И вот тогда Валерка в очередной раз подивился маминой мудрости и прозорливости. Потому что не стала приглашать любую, падкую на деньги, потому что нашла именно ту, на которую скромный и неопытный Валерик просто не смог бы не отреагировать, как настоящий мужчина. Потому что сзади Кристина была просто поразительно похожа на Ларочку: такая же тоненькая и изящная, такая же прямая спинка, такая же смуглая шелковистая кожа, такие же ровные и блестящие длинные почти черные волосы. И смущение слетело с Дидковского в один момент. Откуда что взялось? Не знал ведь, что и как нужно делать, с какой очередностью. Видимо, так уже распалил себя к тому времени сладострастными мечтами о недоступной Ларочке, что забыл обо всем на свете, одурев, услышав вдруг после вечных 'нельзя' 'можно', что все получилось само собою. Правда, все закончилось очень быстро, так быстро, что Валерке было ужасно стыдно — едва успел, образно говоря, прикоснуться к Кристине.

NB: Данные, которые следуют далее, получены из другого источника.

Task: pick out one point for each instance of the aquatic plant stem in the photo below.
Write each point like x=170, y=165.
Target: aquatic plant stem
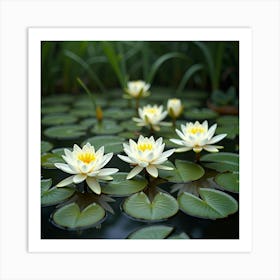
x=197, y=157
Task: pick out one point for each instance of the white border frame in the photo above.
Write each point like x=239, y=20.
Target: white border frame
x=243, y=35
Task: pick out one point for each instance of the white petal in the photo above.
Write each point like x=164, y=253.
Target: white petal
x=65, y=182
x=216, y=138
x=79, y=178
x=65, y=167
x=197, y=149
x=168, y=153
x=107, y=171
x=211, y=131
x=163, y=167
x=93, y=185
x=137, y=169
x=211, y=149
x=177, y=141
x=152, y=170
x=184, y=149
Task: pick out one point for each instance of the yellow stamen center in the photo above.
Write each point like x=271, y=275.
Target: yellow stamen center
x=151, y=110
x=144, y=147
x=86, y=157
x=196, y=129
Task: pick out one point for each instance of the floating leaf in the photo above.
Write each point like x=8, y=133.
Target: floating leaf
x=151, y=232
x=184, y=171
x=222, y=161
x=58, y=119
x=54, y=109
x=107, y=127
x=200, y=114
x=52, y=196
x=45, y=146
x=112, y=144
x=119, y=114
x=181, y=235
x=213, y=205
x=228, y=181
x=139, y=206
x=65, y=132
x=120, y=186
x=71, y=217
x=48, y=160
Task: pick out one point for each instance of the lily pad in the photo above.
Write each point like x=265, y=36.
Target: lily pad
x=151, y=232
x=181, y=235
x=228, y=181
x=53, y=196
x=54, y=109
x=119, y=114
x=65, y=132
x=58, y=119
x=120, y=186
x=213, y=204
x=112, y=144
x=184, y=171
x=139, y=206
x=107, y=127
x=71, y=217
x=45, y=146
x=200, y=114
x=221, y=162
x=48, y=160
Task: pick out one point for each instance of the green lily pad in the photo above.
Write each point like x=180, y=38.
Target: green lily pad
x=45, y=146
x=231, y=130
x=200, y=114
x=112, y=144
x=58, y=119
x=228, y=181
x=54, y=109
x=139, y=206
x=89, y=122
x=57, y=99
x=120, y=186
x=71, y=217
x=129, y=125
x=107, y=127
x=181, y=235
x=221, y=162
x=184, y=171
x=48, y=160
x=213, y=205
x=83, y=112
x=119, y=114
x=53, y=196
x=65, y=132
x=151, y=232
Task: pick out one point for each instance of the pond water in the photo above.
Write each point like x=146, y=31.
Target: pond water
x=69, y=119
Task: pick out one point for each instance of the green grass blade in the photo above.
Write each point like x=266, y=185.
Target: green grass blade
x=158, y=63
x=188, y=74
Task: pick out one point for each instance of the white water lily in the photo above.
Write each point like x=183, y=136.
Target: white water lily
x=146, y=153
x=174, y=107
x=86, y=164
x=196, y=136
x=137, y=89
x=151, y=116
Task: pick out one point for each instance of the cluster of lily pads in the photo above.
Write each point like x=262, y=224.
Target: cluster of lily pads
x=138, y=136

Но та, словно опытная наставница, сделала вид, что все нормально, что так и должно быть… В общем, и двадцати минут не прошло, как Валерик сумел повторить 'пройденный материал', словно демонстрируя быструю обучаемость, как будто убеждал строгую учительницу в полном и абсолютном усвоении урока. И на сей раз ему уже не было стыдно.

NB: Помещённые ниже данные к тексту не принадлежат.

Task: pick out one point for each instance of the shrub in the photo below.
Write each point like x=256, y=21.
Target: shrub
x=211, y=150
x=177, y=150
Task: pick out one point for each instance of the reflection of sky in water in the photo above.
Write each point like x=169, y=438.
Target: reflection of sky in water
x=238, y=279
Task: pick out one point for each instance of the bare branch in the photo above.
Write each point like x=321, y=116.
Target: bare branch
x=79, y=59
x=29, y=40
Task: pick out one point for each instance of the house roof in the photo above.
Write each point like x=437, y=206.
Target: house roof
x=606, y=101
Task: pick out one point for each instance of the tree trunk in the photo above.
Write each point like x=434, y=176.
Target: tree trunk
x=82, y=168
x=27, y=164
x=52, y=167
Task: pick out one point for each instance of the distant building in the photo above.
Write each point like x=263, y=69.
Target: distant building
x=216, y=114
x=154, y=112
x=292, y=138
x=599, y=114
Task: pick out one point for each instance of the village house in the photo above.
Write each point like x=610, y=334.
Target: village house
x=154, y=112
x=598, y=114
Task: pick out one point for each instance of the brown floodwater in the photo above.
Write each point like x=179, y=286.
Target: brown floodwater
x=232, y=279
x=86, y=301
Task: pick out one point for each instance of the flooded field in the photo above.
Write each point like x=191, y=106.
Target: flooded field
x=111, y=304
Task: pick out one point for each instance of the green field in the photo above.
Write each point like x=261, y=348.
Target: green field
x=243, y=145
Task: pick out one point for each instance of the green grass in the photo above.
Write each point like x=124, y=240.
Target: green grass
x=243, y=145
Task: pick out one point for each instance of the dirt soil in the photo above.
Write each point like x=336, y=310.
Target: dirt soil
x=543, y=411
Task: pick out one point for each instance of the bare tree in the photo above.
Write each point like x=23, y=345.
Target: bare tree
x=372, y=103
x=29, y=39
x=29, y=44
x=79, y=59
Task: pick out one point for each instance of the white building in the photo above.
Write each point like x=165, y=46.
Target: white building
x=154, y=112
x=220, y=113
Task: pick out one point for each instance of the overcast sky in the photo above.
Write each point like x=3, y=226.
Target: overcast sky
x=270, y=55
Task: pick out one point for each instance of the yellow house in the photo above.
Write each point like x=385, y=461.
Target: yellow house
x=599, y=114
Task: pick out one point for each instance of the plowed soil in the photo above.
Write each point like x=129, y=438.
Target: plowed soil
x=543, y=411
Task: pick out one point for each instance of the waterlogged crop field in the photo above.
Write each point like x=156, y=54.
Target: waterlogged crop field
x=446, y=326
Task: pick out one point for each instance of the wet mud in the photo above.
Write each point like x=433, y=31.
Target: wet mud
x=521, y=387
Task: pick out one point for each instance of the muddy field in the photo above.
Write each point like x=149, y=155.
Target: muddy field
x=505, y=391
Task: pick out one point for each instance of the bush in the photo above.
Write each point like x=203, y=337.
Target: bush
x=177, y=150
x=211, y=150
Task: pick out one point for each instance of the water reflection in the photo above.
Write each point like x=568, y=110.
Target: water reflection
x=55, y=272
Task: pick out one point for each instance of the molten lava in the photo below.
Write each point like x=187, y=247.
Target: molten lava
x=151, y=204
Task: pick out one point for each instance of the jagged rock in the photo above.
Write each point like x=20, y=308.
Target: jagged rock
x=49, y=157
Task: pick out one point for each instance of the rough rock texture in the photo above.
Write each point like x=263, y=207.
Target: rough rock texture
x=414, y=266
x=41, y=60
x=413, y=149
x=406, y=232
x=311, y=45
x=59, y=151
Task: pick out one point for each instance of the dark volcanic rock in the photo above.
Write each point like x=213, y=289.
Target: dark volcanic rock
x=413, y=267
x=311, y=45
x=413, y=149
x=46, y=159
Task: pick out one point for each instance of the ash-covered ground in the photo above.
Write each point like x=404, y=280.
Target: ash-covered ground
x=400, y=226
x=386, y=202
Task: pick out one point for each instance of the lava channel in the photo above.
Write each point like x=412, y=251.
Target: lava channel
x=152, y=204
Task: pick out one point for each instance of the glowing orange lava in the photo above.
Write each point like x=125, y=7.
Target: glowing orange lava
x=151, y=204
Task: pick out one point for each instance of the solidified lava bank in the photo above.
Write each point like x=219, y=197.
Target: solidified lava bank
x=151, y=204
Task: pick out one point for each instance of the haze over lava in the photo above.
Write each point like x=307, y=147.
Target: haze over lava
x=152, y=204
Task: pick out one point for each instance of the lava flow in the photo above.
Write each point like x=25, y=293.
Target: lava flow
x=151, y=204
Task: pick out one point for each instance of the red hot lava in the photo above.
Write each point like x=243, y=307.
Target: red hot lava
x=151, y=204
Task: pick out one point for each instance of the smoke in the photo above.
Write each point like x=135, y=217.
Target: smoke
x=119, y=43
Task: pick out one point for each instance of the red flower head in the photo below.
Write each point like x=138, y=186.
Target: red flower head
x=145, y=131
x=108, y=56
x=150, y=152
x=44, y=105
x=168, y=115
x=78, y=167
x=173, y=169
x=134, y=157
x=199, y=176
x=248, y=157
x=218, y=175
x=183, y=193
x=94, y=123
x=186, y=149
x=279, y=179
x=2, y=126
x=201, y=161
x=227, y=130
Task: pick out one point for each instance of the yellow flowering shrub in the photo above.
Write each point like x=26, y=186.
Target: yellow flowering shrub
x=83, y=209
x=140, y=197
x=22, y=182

Первые дни после этого Валерка словно ошалел от вседозволенности. Он прибегал к Кристине по два, по три раза в день, словно опасаясь, что 'лафа' скоро закончится, словно пытаясь 'наестся' этого добра впрок. Доводил себя до истерики, если вдруг оказывался перед запертой дверью. Впрочем, в данном случае 'запертая дверь' — не что иное, как образ, 'красное словцо', ведь ключи от этого дома появились у него раньше, чем он впервые увидел Кристину. Просто не застав дома 'объект притязания', не сумев утолить внезапно возникшую потребность, терялся, пугался до потери пульса, что Кристины больше в его жизни не будет, и теперь ему снова предстоит маяться под одеялом, занимаясь самоудовлетворением. И, словно отдельно от остальных, сознание резала мысль: а кого он теперь будет представлять, терзая руками собственную плоть? Раньше на этот вопрос не существовало иного ответа: Ларочку, только Ларочку Лутовинину, самую любимую девочку на свете, маленькую свою богиньку, хрупкую свою хрустально-чистую мечту. А теперь? Ларочка — это любовь всей его жизни, мечта сколь чистая, высокая, столь и недостижимая, по крайней мере, пока. А Кристина? Кто для него Кристина? Он еще не знает, даже не предполагает, какую радость сможет ему подарить Ларочка. А вот Кристина уже не однажды продемонстрировала наяву все свои прелести. Ларочка теперь для него, скорее, красивая картинка и мечта. А вот с Кристиной связаны определенные не только воспоминания, но и ощущения.